53. Fitting the Crossheads.
The first job is to reduce the thickness of the Slater’s crank pin bushes to suit the width of the conrod bosses. I’ve described this earlier when fitting the coupling rods. I’ve found, more by luck than judgement, that 10 thou play works well so I place the bearing flange down. A piece of 10 thou plasticard with a hole to just clear the bearing is placed on top and the conrod, face down, on top of the plasticard. The excess bearing is then filed flush to the conrod, the back taking any marks not the front. The 10 thou plasticard packing will give you the necessary clearance on the bearing.
For the small end/cross head I tap a 12 BA thread and fit a brass 12 BA screw. Snip the head off the back and solder the screw in the conrod, filing the remains flush with the back of the conrod. After cleaning up the recess for the conrod, slide the cross head into place. Fit the screw/small end through the cross head and place the nut tightening just a couple of threads so that it will all flop about. Remove the nut and washer from the centre wheel and fit the shortened bearing. Slip the conrod over the bearing and refit the washer and nut. Tighten the wheel nut and tighten the cross head nut but slacken only this nut by 1 flat. Test run the assembly to see where it may need adjustment. You may need to dismantle and reassemble this several times to make adjustments. I often find the conrod needs to be bent out slightly from the wheel, balancing this the other way behind the cross head and a small amount of slide bar may need to be removed between the slide bar supports to clear the rod at 12 and 6 o’clock. Remember that this assembly does absolutely nothing for the performance of the model and is purely decorative so there should be ZERO resistance! On final assembly place a small amount of oil on the conrod screw to lubricate the small end.

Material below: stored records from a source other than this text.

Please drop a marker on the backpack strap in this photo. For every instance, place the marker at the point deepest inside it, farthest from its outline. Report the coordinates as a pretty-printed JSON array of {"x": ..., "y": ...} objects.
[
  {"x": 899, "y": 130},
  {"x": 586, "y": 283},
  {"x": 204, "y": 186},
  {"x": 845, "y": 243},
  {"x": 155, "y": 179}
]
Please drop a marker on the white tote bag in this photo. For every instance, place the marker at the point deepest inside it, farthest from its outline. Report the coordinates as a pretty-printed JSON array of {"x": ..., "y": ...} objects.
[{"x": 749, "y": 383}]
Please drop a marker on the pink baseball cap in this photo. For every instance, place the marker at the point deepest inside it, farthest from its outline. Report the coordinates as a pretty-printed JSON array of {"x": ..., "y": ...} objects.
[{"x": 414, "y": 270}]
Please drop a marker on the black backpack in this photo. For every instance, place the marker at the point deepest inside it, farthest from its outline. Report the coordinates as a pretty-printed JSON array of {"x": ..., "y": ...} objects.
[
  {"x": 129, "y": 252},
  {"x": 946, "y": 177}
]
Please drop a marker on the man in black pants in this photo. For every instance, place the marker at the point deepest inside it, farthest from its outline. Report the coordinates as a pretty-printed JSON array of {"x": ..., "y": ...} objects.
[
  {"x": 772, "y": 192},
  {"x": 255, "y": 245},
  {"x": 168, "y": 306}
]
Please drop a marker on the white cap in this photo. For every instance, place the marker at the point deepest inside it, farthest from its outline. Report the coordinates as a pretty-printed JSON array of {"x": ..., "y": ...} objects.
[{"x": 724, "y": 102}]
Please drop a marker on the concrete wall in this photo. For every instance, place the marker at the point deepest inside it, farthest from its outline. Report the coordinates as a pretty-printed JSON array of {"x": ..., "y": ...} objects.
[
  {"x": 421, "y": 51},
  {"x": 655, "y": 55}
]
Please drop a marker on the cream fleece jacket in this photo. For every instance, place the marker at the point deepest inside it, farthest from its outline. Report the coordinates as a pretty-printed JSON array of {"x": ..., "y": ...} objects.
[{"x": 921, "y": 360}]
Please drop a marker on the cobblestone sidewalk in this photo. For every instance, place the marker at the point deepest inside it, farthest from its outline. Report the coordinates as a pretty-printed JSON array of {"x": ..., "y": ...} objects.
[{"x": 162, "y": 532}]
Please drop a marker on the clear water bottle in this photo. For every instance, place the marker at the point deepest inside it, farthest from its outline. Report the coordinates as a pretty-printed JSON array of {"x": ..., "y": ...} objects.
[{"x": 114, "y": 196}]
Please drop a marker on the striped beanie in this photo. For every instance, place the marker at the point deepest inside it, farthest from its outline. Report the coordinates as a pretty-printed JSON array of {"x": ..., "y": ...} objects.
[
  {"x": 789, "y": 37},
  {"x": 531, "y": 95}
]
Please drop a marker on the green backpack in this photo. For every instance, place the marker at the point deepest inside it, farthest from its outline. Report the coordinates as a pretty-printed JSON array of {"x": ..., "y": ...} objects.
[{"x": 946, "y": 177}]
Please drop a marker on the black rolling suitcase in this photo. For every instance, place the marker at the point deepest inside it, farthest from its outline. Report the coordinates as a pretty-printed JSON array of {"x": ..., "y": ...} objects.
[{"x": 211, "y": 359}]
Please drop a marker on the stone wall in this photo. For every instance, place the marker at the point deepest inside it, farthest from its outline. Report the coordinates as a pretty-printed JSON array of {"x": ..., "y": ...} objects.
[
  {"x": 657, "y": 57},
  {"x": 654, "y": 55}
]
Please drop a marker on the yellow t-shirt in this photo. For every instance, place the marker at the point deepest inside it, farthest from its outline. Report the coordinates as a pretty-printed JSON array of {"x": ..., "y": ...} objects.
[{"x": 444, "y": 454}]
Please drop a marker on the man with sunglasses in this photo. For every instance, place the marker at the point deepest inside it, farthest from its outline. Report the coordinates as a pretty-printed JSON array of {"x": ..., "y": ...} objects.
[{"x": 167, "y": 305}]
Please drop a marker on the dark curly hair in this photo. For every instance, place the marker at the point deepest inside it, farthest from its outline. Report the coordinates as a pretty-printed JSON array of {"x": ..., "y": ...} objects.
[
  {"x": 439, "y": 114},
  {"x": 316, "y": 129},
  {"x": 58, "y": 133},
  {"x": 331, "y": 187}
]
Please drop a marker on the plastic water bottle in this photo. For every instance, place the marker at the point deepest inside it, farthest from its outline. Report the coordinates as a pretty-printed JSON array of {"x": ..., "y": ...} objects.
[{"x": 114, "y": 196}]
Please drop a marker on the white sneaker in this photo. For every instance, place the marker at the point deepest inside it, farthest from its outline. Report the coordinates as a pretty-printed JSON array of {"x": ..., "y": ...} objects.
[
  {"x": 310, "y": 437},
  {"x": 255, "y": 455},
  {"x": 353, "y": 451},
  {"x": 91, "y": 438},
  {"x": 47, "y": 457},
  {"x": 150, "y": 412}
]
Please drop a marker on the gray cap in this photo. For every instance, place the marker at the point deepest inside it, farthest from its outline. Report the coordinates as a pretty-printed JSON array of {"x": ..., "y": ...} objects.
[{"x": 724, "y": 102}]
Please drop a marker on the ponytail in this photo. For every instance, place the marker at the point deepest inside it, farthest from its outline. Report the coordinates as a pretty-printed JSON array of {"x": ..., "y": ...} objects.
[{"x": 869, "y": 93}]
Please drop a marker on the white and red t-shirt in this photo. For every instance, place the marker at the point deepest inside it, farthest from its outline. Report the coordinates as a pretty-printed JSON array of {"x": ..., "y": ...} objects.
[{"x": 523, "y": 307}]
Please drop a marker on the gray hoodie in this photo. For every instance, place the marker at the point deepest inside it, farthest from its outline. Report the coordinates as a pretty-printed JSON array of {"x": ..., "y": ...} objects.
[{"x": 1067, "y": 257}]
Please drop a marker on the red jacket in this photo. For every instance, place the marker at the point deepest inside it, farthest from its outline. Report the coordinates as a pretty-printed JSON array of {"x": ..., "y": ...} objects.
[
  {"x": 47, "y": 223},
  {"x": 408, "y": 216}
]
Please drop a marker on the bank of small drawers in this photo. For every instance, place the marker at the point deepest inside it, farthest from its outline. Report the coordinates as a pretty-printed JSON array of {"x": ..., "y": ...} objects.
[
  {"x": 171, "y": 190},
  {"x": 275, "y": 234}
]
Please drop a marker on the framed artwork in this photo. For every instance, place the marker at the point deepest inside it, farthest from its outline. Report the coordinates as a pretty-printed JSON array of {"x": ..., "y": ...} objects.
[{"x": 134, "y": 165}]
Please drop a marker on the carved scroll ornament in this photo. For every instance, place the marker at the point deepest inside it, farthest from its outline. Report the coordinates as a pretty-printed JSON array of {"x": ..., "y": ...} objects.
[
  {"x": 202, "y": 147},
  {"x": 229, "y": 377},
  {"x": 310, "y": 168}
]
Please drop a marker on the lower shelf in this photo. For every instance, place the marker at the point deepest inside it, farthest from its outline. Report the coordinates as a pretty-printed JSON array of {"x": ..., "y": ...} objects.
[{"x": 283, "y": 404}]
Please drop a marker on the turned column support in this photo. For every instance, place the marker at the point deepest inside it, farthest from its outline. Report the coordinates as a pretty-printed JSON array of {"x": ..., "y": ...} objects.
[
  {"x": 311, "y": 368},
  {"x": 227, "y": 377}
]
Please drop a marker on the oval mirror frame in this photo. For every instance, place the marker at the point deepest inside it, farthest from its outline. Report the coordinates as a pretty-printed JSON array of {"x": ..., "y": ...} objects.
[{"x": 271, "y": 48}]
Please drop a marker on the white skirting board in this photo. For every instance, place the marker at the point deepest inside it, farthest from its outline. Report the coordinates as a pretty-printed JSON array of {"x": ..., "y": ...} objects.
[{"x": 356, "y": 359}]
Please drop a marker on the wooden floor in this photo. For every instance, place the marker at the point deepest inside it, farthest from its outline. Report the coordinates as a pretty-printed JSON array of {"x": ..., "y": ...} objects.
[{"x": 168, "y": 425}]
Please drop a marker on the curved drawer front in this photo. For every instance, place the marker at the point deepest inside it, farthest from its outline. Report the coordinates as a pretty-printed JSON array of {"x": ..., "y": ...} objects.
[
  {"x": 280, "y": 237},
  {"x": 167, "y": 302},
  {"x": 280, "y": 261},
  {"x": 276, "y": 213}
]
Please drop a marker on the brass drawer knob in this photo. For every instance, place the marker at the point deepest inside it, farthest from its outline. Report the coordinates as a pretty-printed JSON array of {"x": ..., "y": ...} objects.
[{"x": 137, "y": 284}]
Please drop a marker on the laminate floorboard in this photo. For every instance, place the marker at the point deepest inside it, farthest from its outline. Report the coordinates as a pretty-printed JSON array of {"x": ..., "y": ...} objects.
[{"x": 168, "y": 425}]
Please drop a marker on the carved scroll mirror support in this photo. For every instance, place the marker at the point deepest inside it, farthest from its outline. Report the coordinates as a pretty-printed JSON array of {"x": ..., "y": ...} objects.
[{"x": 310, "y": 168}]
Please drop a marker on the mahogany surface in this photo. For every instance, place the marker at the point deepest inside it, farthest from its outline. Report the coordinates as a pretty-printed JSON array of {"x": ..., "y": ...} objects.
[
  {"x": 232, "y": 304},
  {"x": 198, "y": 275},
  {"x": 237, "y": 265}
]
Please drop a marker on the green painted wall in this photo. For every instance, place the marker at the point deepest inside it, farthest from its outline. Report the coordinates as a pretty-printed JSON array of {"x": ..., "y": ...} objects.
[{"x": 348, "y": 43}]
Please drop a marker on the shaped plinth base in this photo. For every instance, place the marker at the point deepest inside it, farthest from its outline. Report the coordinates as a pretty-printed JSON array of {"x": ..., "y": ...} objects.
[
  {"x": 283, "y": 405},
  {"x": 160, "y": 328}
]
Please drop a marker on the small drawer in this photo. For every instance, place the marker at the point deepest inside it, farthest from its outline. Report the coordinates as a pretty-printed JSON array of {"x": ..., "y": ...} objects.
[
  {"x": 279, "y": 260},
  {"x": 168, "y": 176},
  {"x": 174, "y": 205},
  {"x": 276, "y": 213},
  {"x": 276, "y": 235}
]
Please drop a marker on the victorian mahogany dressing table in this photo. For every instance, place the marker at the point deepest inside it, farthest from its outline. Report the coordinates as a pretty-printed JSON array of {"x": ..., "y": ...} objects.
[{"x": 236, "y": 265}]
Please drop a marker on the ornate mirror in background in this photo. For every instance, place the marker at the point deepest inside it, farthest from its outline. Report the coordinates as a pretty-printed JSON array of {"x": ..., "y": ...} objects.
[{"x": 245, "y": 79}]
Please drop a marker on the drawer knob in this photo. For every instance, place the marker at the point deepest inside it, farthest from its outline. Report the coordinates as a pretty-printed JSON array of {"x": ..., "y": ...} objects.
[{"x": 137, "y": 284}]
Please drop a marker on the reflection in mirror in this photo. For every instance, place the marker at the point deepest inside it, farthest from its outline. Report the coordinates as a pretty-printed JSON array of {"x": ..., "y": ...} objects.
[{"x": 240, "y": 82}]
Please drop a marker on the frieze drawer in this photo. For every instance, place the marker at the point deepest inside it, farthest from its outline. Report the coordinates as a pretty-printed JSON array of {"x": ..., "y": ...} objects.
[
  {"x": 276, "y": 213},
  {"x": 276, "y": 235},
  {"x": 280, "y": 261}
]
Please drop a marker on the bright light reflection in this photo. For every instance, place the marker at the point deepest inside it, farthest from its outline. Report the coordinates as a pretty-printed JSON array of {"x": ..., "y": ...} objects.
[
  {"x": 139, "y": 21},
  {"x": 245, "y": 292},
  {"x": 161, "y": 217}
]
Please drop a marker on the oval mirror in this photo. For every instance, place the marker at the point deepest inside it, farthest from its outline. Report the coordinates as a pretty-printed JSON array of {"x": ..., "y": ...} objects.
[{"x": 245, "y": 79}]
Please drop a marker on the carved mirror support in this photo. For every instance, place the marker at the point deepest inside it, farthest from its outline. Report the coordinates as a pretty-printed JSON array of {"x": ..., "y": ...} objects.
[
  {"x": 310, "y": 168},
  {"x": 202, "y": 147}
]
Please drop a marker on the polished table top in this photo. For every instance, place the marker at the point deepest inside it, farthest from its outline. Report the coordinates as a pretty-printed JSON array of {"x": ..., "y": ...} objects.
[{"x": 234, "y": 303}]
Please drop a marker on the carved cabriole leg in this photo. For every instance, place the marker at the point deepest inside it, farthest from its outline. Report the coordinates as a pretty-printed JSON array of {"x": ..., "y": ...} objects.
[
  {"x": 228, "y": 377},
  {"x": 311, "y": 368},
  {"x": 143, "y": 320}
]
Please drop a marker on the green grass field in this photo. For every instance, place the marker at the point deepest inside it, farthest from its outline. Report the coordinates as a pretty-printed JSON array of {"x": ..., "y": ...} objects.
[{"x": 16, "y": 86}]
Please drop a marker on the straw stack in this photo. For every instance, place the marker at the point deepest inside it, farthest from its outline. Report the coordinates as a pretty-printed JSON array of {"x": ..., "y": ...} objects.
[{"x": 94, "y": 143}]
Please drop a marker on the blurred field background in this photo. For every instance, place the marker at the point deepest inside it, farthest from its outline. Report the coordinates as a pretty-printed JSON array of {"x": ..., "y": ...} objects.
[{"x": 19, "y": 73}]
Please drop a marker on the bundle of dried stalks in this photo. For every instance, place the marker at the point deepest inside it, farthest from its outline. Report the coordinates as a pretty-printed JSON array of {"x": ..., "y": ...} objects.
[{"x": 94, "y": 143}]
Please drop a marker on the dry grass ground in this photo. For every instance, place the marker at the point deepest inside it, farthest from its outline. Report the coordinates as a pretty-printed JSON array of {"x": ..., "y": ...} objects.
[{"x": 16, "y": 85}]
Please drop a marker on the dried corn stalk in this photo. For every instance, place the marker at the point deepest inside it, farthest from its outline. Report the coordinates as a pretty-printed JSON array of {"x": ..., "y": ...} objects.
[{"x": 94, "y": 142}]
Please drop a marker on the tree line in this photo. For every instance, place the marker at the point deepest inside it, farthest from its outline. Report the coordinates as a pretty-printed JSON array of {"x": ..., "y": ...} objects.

When you are satisfied with the adjustments, remove the small end nut and place a small piece of paper with a slit to withdraw it around the thread. Apply a minute amount of thread lock with a cocktail stick on the thread and replace the nut, tighten the nut until it touches the paper. Remove the paper which hopefully has stopped any thread lock getting onto the cross head. Tighten the nut and slacken by 1 flat. Leave for an hour for the thread lock to dry. When the assembly runs the nut should pivot very slightly with the conrod. Don’t forget to oil the big end on the wheel, slide bars and the piston rod where it passes through the cylinder. Just like the real thing, with apologies to Pete Waterman.
The L/H side was assembled first then the R/H side was started. The same method was used but problems were encountered gaining clearance behind the vacuum pump. I made a substantial bend to the conrod approximately half way along instead of at the boss and packed the small end inwards by fitting a 12 BA washer between the conrod and the cross head. I still needed to remove about 1mm from the inside lower rear of the vacuum pump.
The cross head vacuum pump piston rod bracket, now that’s a mouthful, needs to be fitted and permanent fixture will prevent the cross head from being removed at any time in the future. The method I used on 29 which proved to be successful is to attach it to the cross head with thread lock. When you’re happy with any adjustments, place a few dots of thread lock on the face of the cross head and slip the bracket over the thread and tighten the nut to hold it in place. Leave an hour to cure then remove the nut and repeat the process with the paper mask. If the assembly ever needs to be dismantled, a scalpel blade should separate them.
2195 CWM MAWR newly assembled motion. - YouTube
A short video of the motion.
The only thing to complete the build is the vacuum pump piston rod. Hopefully!